Au milieu des troubles péruviens, la police attaque violemment l’université de Lima et ferme le Machu Picchu | Pérou

Des centaines de policiers ont fait une descente samedi à l’Université de Lima, défonçant les portes avec des véhicules blindés, tirant des gaz lacrymogènes et arrêtant plus de 200 personnes qui étaient venues dans la capitale péruvienne pour participer à des manifestations anti-gouvernementales.

Des images montrent des dizaines de personnes allongées face contre terre après une répression policière à l’Université de San Marcos. Les étudiants ont déclaré avoir été poussés, frappés à coups de pied et avec des bâtons après avoir été expulsés de leurs dortoirs.

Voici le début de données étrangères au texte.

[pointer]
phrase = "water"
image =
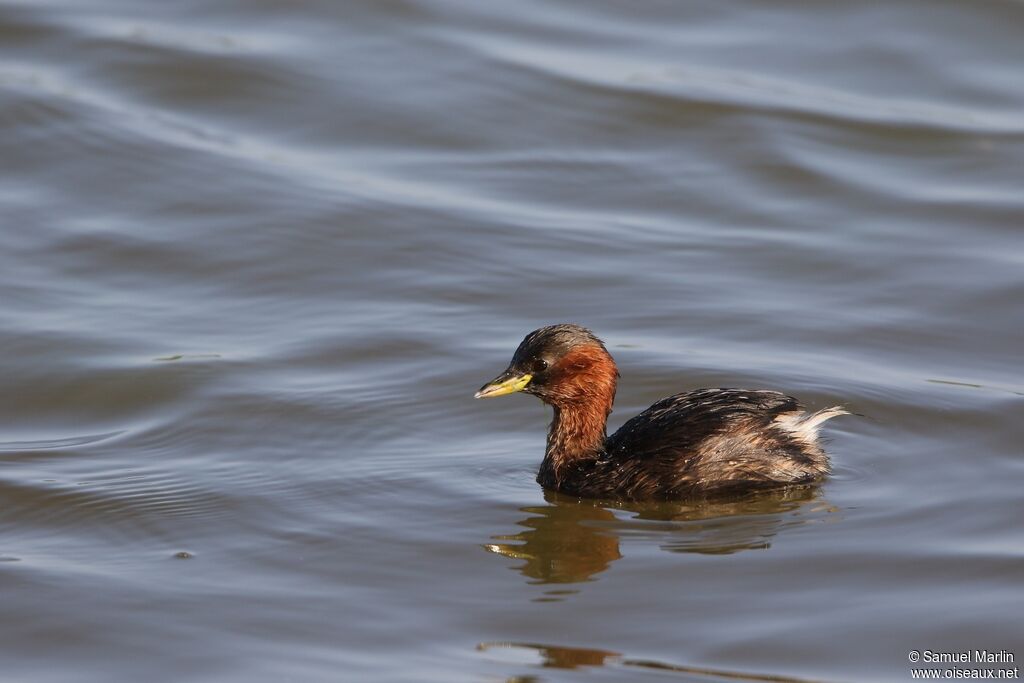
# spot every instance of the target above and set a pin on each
(258, 257)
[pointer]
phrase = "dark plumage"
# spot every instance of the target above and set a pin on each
(704, 441)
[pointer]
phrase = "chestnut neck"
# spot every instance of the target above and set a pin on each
(582, 402)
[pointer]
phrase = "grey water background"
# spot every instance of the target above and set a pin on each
(258, 256)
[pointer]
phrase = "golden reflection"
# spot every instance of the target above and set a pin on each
(570, 541)
(573, 657)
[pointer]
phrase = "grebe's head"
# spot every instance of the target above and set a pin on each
(560, 365)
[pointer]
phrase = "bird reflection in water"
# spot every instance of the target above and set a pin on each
(570, 541)
(553, 656)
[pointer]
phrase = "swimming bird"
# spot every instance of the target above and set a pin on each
(693, 443)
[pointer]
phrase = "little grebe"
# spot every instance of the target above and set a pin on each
(704, 441)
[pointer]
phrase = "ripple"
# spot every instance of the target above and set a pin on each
(54, 443)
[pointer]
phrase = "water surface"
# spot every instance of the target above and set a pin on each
(258, 256)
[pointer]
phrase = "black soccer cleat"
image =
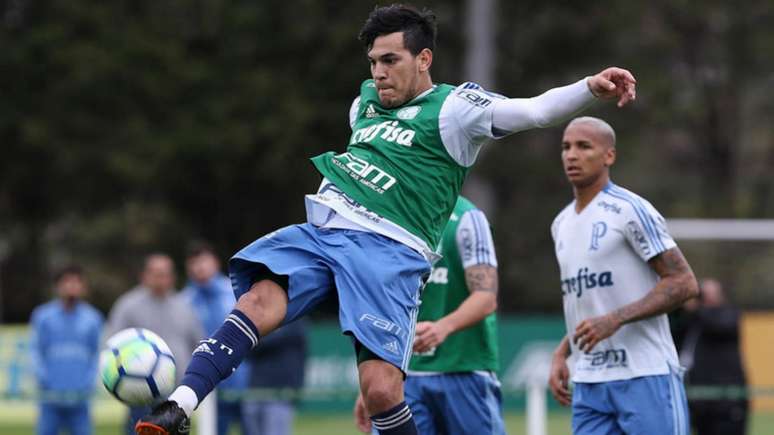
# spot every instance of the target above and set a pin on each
(166, 419)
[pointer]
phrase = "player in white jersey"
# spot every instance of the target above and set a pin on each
(621, 272)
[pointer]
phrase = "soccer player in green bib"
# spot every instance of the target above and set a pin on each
(451, 385)
(374, 223)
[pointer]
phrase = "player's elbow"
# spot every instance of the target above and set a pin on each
(491, 304)
(690, 286)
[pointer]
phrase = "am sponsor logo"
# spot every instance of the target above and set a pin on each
(584, 280)
(383, 324)
(439, 275)
(608, 359)
(364, 172)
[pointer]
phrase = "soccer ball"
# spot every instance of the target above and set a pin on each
(137, 367)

Une descente de police dans la plus ancienne université de San Marcos Amérique – La dernière d’une série d’insultes appelant à la démission de la présidente Tina Polwart après six semaines de troubles qui ont fait 60 morts, blessé au moins 580 et arrêté plus de 500.

Alors que les manifestations et les barrages routiers paralysent une grande partie du pays, les autorités péruviennes ont ordonné samedi la fermeture « jusqu’à nouvel ordre » du Chemin Inca menant à la citadelle inca et au site du patrimoine mondial de Machu Picchu – la plus grande attraction touristique du Pérou. Plus d’un million de visiteurs par an.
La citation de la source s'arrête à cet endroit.